The mission is unchanged, but our methods are being severely challenged. I would also say that the church belongs to the Lord. We can get anxious wondering, what’s going to happen to the Covenant? What’s going to happen to my congregation? The long and short of it is, over the last 2,000 years, we have seen the church universal continue to grow as local congregations come and go. The church overall is the Lord’s responsibility, brought into being by the will of God as expressed through the Holy Spirit on the day of Pentecost. The church will not cease to exist until it is the will of God that it no longer exist, which we understand to be when Jesus comes back and receives us to himself.
Like many churches in this season, Amanda Olson, pastor of Grace Covenant Church in Chicago, pre-records some of her sermons, and small groups watch them together online or in person. Once a month they share “Zoomunion,” and some weeks they gather in small groups as mission friends, “going back to our roots,” she says. Even after coronavirus restrictions are lifted, they do not plan to gather in their space every week to worship.

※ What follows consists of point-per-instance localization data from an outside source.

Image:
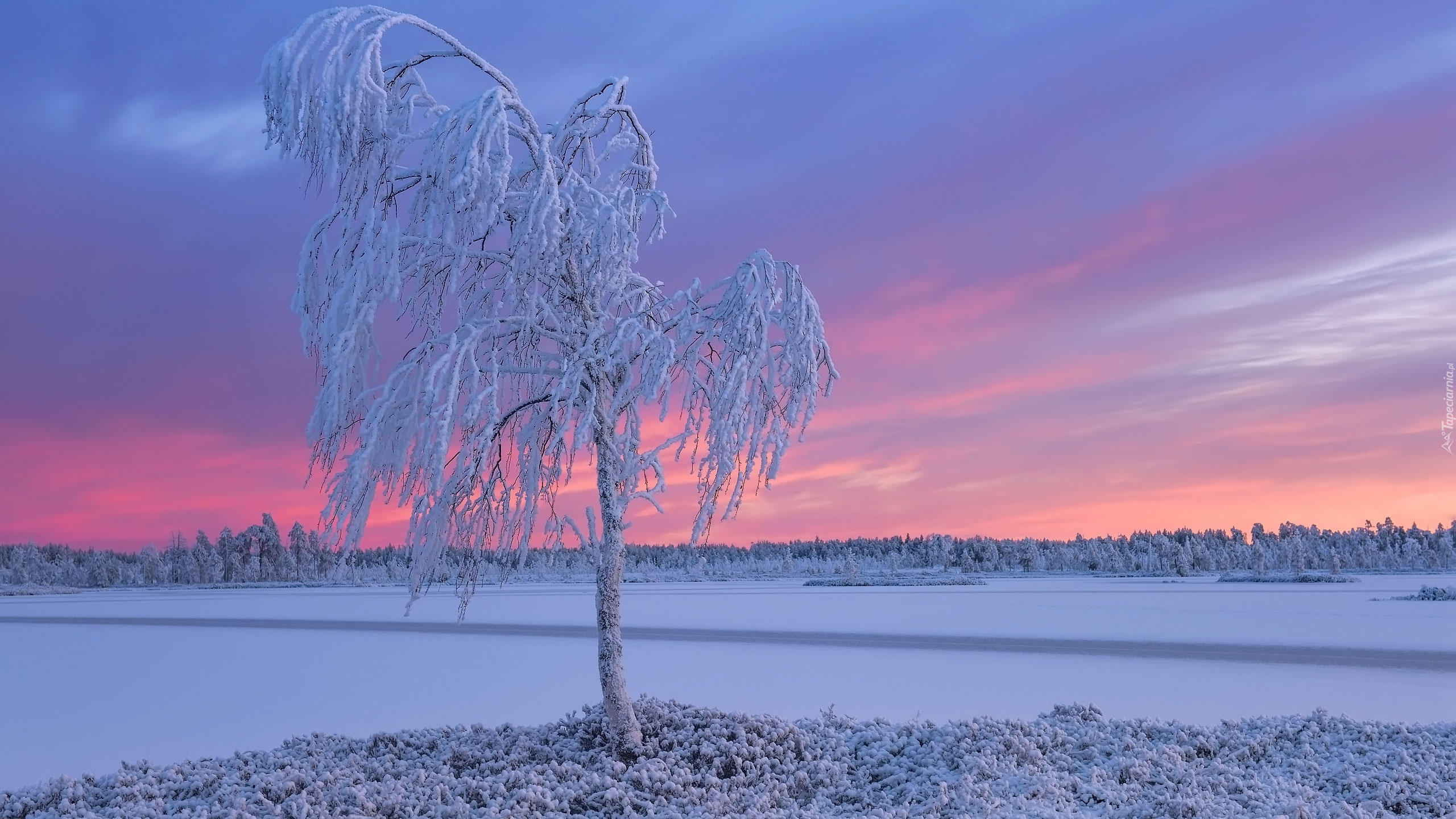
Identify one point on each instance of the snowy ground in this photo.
(79, 698)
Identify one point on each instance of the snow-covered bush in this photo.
(705, 763)
(1433, 594)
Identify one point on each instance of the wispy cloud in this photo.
(1394, 302)
(223, 139)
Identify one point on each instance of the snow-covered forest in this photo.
(264, 554)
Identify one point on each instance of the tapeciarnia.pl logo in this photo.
(1451, 406)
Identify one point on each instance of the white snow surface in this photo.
(81, 698)
(708, 763)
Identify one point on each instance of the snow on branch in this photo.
(508, 248)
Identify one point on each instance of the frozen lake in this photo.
(175, 674)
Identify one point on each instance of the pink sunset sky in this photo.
(1085, 267)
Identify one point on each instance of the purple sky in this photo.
(1087, 267)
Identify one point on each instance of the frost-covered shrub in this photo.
(1301, 577)
(1432, 594)
(706, 763)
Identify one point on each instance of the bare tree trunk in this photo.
(627, 734)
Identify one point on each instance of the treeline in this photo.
(261, 554)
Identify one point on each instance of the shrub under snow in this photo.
(705, 763)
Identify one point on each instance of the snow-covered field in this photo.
(82, 697)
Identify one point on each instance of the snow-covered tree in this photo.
(508, 245)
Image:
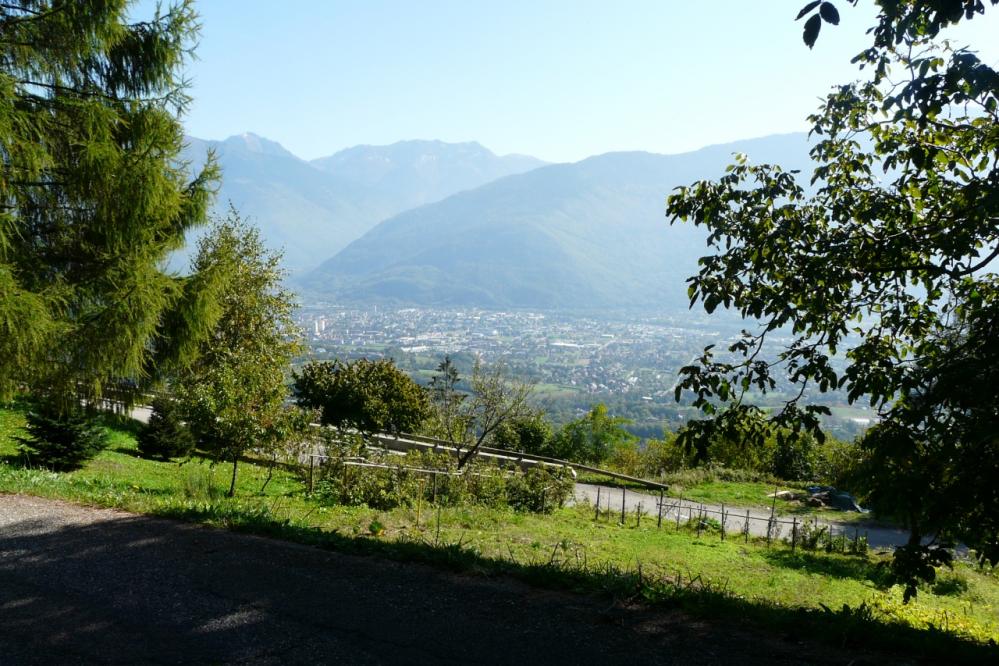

“At Grace we have been having the hard conversation for a few years, going back to the refrain that the church in our society is no longer deemed relevant. One of my catch phrases has been that we need to do church less and be the church more. I’m guilty of this—I’ve spent so much time doing church. Now at Grace we have developed a four-week rhythm: worship, care and connection, Christian formation, and outreach and engagement. We need all four of these aspects. Our goal is to form the Whole church.”